I love a crab cake, but the deep fried version leaves me feeling bloated and meh. Not these quick and tasty healthy crab cakes. They are lightly pan fried, with no nasty fillers. Oh and they just happen to be… absolutely freaking delicious! And then there’s the sides. A super fresh salad with cucumber, tomato and avocado, paprika mayo, and corn on the cob. Because seriously, who doesn’t like corn on the cob? Only the crazy people, that’s who!
Tummy trouble? Don’t worry, I’ve got you covered! These healthy crab cakes are gluten free (I use almond meal instead of breadcrumbs – yay!) and dairy free. So that’s high fives all round for a tummy friendly meal!
Sound to good to be true? They must be hard to cook, right? Wrong! This recipe is super simple, and takes 20 minutes…tops! Fancy pants crab cakes on a weeknight…no problem. You guys are in for a seriously delicious treat!

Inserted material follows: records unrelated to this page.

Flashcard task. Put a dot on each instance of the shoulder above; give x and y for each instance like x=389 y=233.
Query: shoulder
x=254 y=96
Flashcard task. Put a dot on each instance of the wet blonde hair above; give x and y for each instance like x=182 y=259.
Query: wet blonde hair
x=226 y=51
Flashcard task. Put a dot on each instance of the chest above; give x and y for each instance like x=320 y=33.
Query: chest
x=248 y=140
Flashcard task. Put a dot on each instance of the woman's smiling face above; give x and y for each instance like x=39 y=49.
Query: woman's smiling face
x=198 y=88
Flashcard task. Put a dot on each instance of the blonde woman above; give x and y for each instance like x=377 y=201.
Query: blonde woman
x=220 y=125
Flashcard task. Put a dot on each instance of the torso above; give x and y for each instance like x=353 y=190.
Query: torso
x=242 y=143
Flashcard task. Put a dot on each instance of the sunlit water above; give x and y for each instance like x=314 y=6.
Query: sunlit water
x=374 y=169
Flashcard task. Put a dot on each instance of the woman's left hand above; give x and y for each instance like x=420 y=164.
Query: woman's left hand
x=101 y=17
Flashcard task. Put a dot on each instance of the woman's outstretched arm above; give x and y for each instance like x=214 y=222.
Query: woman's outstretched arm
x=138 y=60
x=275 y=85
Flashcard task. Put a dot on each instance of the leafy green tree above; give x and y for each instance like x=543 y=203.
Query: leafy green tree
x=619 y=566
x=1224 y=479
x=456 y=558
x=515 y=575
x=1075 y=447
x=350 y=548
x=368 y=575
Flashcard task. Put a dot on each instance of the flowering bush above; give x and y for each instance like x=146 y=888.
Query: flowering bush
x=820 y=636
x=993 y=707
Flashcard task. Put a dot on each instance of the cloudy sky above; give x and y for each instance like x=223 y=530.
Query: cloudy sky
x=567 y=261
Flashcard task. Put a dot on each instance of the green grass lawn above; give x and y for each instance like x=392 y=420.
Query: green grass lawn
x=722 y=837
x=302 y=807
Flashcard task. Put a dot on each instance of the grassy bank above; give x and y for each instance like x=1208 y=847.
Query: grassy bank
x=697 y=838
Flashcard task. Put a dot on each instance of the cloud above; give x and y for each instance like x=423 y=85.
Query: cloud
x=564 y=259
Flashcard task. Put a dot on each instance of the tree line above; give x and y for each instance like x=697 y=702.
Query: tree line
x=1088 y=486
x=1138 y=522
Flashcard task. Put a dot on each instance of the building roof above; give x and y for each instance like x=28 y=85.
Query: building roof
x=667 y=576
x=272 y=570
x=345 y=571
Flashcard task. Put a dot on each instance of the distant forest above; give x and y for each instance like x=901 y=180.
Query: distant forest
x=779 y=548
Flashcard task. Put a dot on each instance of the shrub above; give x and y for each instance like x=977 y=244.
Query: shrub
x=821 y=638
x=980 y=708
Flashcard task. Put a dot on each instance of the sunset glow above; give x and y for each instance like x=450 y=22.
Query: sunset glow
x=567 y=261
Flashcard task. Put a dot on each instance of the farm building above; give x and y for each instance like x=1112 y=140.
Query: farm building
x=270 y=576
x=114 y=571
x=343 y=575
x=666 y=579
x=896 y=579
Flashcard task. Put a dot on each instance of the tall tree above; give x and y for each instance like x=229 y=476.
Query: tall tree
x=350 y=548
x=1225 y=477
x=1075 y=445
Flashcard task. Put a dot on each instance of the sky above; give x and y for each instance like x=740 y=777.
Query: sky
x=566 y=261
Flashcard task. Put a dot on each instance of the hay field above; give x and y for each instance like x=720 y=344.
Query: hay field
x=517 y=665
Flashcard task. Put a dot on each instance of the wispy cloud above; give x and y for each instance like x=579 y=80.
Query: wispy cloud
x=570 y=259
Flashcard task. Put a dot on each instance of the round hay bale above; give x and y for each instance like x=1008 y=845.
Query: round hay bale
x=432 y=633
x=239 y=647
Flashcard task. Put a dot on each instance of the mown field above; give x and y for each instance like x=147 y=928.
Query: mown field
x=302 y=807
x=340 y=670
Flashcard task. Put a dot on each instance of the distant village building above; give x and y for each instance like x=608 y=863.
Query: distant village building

Quick & Tasty Healthy Crab Cakes
Quick, easy, healthy and delicious...these crab cakes have it all.
- Crab Cakes
- 300g of ready to eat crab meat
- 2 spring onions chopped thinly
- 2 tbs finely chopped parsley
- Juice and zest of ½ lemon
- 1 egg
- tsp Dijon mustard
- ½ cup almond meal or flour
- 2 tsp olive oil
- 1 Lebanese cucumber
- ½ avocado
- 12 cherry tomatoes
- ½ lemon
- 1 corn cob (husk on)
- 2 tbs mayonnaise
- ½ tsp smoky paprika
- Step 1 In a large bowl mix together all the crab cake ingredients and season with salt and pepper. You will know that the mixture is right, when you can pick it up and squeeze it into a ball. If the mixture seems too wet (it shouldn’t), just add a little more almond meal.
- Step 2 Use your hands to divide the mixture into 6 balls, and flatten them with your hands to make patties.
- Step 3 Heat 1 tsp of oil in a fry pan on medium to high heat, making sure the entire pan is covered (add a little extra olive oil if you need to). Cook the crab cakes for 3 minutes on each side or until both sides are crisp and golden. If you need to cook them in batches remember to add another tsp of olive oil to the pan before your second batch. When they are done, remove to a plate covered with paper towel. The insides will still be soft, but that’s okay you don’t want to over cook them.
- Step 4 While the crab cakes are cooking, make the salad by dicing the cucumber, tomatoes and avocado. When done, give the salad a good squeeze of lemon and season with salt and pepper. You can do it right there on the chopping board (who wants to clean another bowl?) Put the corn (husk on) in the microwave for 4 minutes resting on a microwave safe plate or dish. When the corn is cooked, remove the husk (it will come off super easily) and chop it into rounds. Finally, put the mayo in a small bowl and stir in the smoky paprika.
- Step 5 When all the crab cakes are cooked. Divide the crab cakes, salad and corn between 2 plates and serve with the paprika mayo.
- If you are in Australia I found ready to eat crab meat at Woolworths, it comes in 140g tubs (you’ll need 2 tubs for this recipe). Find it in the refrigerated section next to the smoked salmon.
- Haven’t got a microwave? Don’t worry! Cook your corn the old fashioned way, on the stove. I suggest cooking corn in the microwave to save time. Plus, it’s super easy!
If you make my Healthy Crab Cakes, remember to share them with me on Instagram. I love seeing and sharing your creations. Find me at @youtotallygotthis and use the hastag #youtotallygotthis so I can find you!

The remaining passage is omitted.